Digital Generation Systems, Inc.
- Industry: Digital media services
- Founded: 1991 in San Francisco, CA
- Defunct: February 7, 2014
- Fate: Acquired by Extreme Reach
- Headquarters: Irving, Texas
- Area served: Worldwide
- Parent: Extreme Reach

= DG (company) =

First National online service platform

Digital Generation Systems, Inc., commonly referred to as DG, was the very first National, digital online service platform in the world. Invented expressly to deliver broadcast radio commercials over POTS lines, replacing the method of sending 5 inch reels of magnetic recording tape via FedEx air delivery to anywhere in North America. Upgraded parts and procedures were invented enabling the highest quality, uncompressed Dolby digital audio possible for clients in advertising, production and radio broadcast industries. DG was created for and used exclusively by ad agencies and production studios, ultimately delivering studio-quality audio ads daily to over ten-thousand broadcast radio stations, each ad being transmitted within an hour. A decade later, a new owner used a wider combination of advanced telecommunication systems for television, cable, network and print publishing destinations. On February 7, 2014, DG's TV advertising business was acquired by Extreme Reach, Inc. and its online advertising business was spun off into Sizmek, Inc.

==History==

DG temporarily changed its handle to DG FastChannel when DG Systems and FastChannel Networks merged in 2006.

DG Systems initially used POTS to distribute later adding web-based and satellite technology for advertising content distribution thereby all but eliminating the need for reel to reel audio tape and CDs for radio station spot distribution. Later the system replaced the need for videotape distribution for television. DG Systems created a hybrid system that allowed for content delivery through either the satellite distribution system or through the Internet.

FastChannel Networks used the Internet for delivery of content. FastChannel Networks created a Web-based interface for developing, managing and delivering advertising content. Using the Web, post houses, advertisers and agencies were able to collaborate, manage and distribute advertising content through an online application.

In 2009, DG was ranked fifth on the Fortune Small Business list of the US' 100 Fastest Growing Small Public Companies. It also ranked fifth on the 2009 Fortune Fastest Growing Companies in the World listing.
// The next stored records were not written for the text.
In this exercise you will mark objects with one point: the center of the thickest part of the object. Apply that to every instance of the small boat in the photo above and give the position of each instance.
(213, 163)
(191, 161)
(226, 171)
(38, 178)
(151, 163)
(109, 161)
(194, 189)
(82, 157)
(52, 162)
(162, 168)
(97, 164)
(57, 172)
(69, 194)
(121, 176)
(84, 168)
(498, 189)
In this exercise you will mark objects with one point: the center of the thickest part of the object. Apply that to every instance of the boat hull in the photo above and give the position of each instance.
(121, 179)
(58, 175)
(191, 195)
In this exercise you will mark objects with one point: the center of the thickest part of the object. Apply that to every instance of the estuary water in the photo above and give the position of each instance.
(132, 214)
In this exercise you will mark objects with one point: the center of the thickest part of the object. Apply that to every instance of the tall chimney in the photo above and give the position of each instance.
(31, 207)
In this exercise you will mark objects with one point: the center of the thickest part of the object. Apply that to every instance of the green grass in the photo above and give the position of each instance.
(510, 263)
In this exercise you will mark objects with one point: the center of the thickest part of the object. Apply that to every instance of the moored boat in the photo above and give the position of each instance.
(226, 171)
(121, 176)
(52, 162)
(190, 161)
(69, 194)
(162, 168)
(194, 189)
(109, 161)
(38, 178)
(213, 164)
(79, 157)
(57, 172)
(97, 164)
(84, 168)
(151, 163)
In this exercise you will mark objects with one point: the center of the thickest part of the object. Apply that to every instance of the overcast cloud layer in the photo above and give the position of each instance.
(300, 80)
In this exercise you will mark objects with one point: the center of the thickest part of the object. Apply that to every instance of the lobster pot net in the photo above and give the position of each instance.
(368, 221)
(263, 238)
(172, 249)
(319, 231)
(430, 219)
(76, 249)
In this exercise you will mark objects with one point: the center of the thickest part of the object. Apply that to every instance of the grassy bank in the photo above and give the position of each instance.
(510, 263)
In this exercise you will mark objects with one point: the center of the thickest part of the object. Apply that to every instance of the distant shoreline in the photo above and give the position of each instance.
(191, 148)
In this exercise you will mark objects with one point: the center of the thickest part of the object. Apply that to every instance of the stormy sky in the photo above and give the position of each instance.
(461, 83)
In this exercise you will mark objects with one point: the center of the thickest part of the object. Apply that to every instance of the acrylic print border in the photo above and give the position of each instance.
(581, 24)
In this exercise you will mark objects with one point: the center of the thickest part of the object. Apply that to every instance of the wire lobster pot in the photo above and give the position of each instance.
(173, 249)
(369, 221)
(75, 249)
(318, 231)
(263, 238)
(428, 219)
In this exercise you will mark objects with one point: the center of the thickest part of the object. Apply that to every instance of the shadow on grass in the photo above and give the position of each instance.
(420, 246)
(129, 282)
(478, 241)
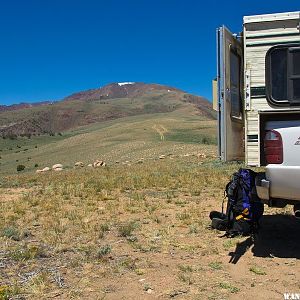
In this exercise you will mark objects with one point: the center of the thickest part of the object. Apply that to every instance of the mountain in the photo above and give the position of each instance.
(22, 105)
(112, 101)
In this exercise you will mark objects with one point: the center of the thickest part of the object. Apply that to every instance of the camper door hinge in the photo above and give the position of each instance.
(247, 90)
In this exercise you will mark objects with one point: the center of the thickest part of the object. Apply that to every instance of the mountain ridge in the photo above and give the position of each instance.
(112, 101)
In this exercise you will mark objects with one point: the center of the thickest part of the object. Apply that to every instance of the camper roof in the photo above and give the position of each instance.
(272, 17)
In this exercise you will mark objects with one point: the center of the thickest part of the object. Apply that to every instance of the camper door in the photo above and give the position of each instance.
(230, 91)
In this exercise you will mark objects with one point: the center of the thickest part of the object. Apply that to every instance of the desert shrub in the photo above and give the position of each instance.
(126, 229)
(11, 232)
(20, 168)
(103, 251)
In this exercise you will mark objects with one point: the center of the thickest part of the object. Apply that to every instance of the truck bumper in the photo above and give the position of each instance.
(262, 187)
(279, 182)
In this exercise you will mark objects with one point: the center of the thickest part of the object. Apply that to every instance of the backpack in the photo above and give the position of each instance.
(244, 208)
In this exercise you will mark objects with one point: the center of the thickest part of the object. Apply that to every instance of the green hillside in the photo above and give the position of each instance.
(181, 132)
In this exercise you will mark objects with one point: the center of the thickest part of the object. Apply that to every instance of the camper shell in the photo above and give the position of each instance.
(258, 83)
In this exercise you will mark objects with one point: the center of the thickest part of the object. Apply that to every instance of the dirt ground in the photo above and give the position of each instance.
(169, 252)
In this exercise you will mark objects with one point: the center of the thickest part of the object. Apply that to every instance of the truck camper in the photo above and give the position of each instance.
(257, 96)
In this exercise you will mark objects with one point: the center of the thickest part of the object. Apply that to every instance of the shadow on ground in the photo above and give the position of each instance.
(278, 237)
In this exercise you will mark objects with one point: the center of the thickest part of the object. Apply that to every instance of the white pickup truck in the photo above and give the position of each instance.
(281, 182)
(257, 96)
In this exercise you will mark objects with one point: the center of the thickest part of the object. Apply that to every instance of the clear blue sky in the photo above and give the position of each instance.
(50, 49)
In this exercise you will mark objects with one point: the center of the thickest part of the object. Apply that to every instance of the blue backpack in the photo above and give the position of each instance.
(244, 208)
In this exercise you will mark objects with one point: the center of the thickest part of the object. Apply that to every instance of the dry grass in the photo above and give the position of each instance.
(136, 232)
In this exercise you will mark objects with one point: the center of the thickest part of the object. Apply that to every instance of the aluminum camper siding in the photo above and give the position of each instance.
(260, 33)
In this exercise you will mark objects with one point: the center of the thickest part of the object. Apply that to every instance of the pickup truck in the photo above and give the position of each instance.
(257, 97)
(280, 184)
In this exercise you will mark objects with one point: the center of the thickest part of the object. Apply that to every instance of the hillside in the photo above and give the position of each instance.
(110, 102)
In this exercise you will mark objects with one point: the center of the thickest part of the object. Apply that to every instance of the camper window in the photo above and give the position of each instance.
(283, 75)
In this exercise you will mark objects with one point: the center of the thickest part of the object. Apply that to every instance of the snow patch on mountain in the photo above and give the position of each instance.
(125, 83)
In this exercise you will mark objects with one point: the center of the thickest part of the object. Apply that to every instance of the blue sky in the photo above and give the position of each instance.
(50, 49)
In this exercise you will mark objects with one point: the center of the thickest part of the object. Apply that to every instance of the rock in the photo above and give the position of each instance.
(201, 155)
(57, 166)
(79, 164)
(99, 163)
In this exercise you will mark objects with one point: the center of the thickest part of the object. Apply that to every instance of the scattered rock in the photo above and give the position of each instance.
(57, 166)
(99, 163)
(79, 164)
(201, 155)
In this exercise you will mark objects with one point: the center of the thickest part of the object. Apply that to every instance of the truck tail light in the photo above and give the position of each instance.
(273, 147)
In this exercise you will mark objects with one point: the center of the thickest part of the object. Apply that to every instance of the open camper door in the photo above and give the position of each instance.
(230, 95)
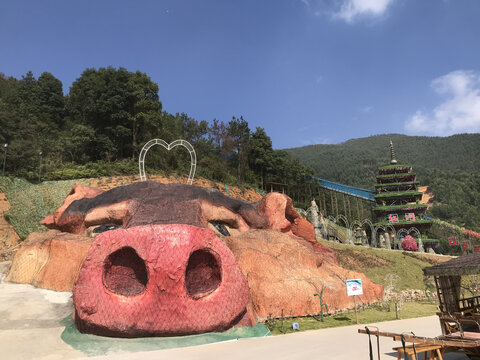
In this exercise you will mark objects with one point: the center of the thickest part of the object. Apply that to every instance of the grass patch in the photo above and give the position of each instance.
(407, 266)
(30, 203)
(367, 316)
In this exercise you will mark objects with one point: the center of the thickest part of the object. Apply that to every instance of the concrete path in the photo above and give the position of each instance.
(30, 328)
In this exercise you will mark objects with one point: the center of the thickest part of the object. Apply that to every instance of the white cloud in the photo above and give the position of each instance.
(352, 10)
(306, 3)
(459, 112)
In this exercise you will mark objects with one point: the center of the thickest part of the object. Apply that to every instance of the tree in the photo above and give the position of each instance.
(239, 135)
(260, 153)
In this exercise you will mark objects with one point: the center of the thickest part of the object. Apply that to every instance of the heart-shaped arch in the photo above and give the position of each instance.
(184, 143)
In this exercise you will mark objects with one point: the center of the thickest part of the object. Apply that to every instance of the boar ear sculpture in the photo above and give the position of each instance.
(159, 280)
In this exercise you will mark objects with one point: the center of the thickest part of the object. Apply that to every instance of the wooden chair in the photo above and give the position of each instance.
(435, 353)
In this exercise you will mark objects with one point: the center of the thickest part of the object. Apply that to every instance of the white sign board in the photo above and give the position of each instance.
(354, 287)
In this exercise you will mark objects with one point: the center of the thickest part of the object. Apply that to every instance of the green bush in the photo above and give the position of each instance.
(30, 203)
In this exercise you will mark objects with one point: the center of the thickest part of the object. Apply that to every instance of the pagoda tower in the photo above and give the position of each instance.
(398, 199)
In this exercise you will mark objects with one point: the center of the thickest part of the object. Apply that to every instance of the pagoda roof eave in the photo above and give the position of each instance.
(400, 207)
(403, 223)
(404, 194)
(398, 184)
(387, 176)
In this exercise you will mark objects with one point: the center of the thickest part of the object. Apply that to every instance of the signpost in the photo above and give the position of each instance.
(354, 287)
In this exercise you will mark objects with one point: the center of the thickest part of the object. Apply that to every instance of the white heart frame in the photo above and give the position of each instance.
(184, 143)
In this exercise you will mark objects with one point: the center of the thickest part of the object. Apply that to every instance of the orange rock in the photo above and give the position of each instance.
(49, 260)
(281, 215)
(79, 191)
(283, 273)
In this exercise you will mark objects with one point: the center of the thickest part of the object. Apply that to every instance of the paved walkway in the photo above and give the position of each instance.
(30, 328)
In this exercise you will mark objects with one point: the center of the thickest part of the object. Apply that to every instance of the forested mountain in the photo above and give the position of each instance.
(99, 128)
(449, 165)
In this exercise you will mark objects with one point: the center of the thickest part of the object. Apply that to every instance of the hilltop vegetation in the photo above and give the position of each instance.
(99, 128)
(449, 165)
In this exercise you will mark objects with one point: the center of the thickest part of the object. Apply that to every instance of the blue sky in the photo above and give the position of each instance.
(308, 71)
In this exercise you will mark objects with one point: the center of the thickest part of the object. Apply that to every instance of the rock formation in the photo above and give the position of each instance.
(49, 260)
(167, 273)
(284, 274)
(159, 280)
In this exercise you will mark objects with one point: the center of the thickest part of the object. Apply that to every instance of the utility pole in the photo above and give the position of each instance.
(5, 146)
(40, 167)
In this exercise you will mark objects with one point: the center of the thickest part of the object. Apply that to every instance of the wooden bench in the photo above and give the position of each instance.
(435, 352)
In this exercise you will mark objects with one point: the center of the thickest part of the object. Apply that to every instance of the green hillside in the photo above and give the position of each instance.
(449, 165)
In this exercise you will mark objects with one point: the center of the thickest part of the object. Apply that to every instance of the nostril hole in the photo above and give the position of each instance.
(203, 274)
(124, 272)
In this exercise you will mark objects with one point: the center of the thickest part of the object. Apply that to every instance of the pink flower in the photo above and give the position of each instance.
(409, 244)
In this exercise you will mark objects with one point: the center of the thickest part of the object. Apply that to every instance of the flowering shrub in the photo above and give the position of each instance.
(471, 233)
(409, 244)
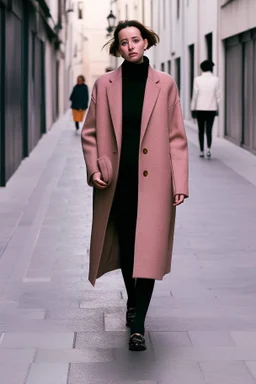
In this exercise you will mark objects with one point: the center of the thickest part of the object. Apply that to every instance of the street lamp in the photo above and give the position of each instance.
(111, 21)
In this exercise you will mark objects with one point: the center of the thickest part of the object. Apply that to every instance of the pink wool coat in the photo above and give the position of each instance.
(163, 172)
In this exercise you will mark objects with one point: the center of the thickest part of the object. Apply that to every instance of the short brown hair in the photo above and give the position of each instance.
(146, 33)
(81, 77)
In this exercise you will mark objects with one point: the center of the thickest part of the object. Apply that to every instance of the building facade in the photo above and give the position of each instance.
(140, 10)
(31, 66)
(223, 31)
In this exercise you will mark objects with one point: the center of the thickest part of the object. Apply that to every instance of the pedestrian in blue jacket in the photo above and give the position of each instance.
(79, 100)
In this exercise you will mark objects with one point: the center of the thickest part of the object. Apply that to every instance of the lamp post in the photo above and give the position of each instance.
(111, 21)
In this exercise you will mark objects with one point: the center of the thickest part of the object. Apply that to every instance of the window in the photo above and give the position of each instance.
(208, 42)
(191, 52)
(177, 72)
(164, 13)
(80, 10)
(169, 66)
(178, 9)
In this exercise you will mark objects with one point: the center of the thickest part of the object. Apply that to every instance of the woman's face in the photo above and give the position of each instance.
(132, 45)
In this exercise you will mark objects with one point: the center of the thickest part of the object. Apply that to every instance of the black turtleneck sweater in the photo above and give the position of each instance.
(134, 77)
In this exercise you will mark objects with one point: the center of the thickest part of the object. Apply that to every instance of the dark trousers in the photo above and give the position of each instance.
(139, 291)
(205, 120)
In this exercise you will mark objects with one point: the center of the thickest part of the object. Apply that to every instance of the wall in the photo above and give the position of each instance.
(237, 16)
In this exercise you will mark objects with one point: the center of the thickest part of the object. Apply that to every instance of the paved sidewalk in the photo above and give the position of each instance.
(56, 329)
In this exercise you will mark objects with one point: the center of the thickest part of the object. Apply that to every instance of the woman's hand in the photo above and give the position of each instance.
(97, 182)
(178, 199)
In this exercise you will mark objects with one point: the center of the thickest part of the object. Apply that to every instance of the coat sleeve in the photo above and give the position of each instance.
(89, 139)
(178, 149)
(72, 94)
(86, 96)
(195, 95)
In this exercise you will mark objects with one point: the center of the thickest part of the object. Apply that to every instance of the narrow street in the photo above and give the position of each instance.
(57, 329)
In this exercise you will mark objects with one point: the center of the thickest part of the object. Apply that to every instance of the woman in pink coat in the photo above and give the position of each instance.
(135, 149)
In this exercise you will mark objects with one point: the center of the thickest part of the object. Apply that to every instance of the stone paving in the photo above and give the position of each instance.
(56, 329)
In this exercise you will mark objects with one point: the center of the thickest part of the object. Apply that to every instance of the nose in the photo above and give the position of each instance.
(130, 46)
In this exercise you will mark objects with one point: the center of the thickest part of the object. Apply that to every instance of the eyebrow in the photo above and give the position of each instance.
(134, 37)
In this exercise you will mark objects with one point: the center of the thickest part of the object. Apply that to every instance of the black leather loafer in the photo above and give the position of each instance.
(137, 343)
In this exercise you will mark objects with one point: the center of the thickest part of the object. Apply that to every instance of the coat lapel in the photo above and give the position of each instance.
(151, 94)
(114, 94)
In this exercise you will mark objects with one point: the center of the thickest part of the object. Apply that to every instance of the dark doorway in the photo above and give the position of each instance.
(2, 116)
(208, 41)
(177, 72)
(191, 50)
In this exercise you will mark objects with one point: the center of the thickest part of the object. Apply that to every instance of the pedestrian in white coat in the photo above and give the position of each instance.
(205, 103)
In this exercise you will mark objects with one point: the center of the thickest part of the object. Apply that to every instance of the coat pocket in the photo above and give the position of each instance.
(106, 169)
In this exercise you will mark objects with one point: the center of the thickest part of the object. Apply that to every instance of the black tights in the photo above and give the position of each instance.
(205, 118)
(139, 291)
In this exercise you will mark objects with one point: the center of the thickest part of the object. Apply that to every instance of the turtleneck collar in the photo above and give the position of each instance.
(133, 70)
In 2011, DG began buying up digital ad serving technologies in the online space, specifically focused on Rich Media vendors with global reach. Such companies include Mediamind Technologies, EyeWonder and the Unicast platform.

In 2011, DG was responsible for the first second-screen ad being served in connection with Channel 4's Million Pound Drop TV game show. The second screen ad format was watched by 20% of the online playing audience according to Dean Donaldson, Global Head of Media Innovation.

In August 2013, DG agreed to spin off their online ad tech operations (branded as DG MediaMind and consisting of the merged operations of the former MediaMind, EyeWonder, Unicast, Peer39, and Republic Project) into a new company named Sizmek, Inc. and to sell their remaining operations to Extreme Reach in a deal valued at $485 million. The money was used to pay off all of DG's debt and to fund a $3/share dividend to shareholders. All of DG's cash and working capital was then transferred to Sizmek and Extreme Reach acquired the remaining operations. The deal closed on February 7, 2014.

In March 2019, Sizmek filed for Chapter 11 bankruptcy.

==Network Reach==

In 2011, MediaMind, the online division of DG at the time, was the second largest online ad Server behind Google, reaching 700 million unique users, as accredited by the Media Rating Council.